Series DC Circuits Worksheet Qs #9-10

Discussion in 'Homework Help' started by Circuits123, Feb 6, 2014.

  1. Circuits123

    Thread Starter New Member

    Dec 7, 2012
  2. shteii01

    AAC Fanatic!

    Feb 19, 2010
    You pick the reference point.

    If you choose from left to right, then you have: +3-6-4.5
    If you choose from right to left, then you have: +4.5+6-3
  3. Circuits123

    Thread Starter New Member

    Dec 7, 2012
    Ok. I think I see that. But is there a way to describe it as a rule? It seems like you take the sign of the total voltage and apply it to the side/reference point you started from. Is that it?
  4. tshuck

    Well-Known Member

    Oct 18, 2012
    What do you mean? The polarity is shown.

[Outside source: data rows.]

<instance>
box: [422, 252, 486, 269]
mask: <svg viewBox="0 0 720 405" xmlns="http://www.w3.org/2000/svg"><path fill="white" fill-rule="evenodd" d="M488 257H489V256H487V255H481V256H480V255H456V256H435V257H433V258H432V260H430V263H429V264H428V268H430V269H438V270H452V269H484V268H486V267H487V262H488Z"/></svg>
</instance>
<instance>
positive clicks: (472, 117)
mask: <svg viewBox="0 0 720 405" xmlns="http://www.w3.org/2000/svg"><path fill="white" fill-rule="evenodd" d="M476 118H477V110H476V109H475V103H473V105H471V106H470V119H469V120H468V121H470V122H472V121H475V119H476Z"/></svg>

    The (ideal)voltage sources guarantee that the positive terminal is X volts above the negative terminal.
  5. WBahn


    Mar 31, 2012
    But the questions are asking for the voltage across the bulb and that polarity is not given.

    What (I'm pretty sure) you are expected to do is determine the absolute value of the voltage across the bulb and then to identify which side of the bulb is at the higher voltage and put a '+' sign there.

    The most systematic way to do it is to just pick one side of the bulb as your reference and put a '-' sign there. Then go around the circuit to the other side of the bulb adding up the voltage gains along the way. When you get to the other side you will either have a positive number or a negative number. If you have a positive number, then the side you finished at is more positive than the side you chose as a reference, so you can put your '+' sign where you ended up. If the number is negative, then you guessed wrong and the side you started at is the more positive side and so turn the original '-' sign into a '+' sign.

    And note that it would be perfectly legitimate to just stick with your initial pick and say that the voltage across the bulb is -16V and be done with it -- though that is not what is being asked for in these particular problems.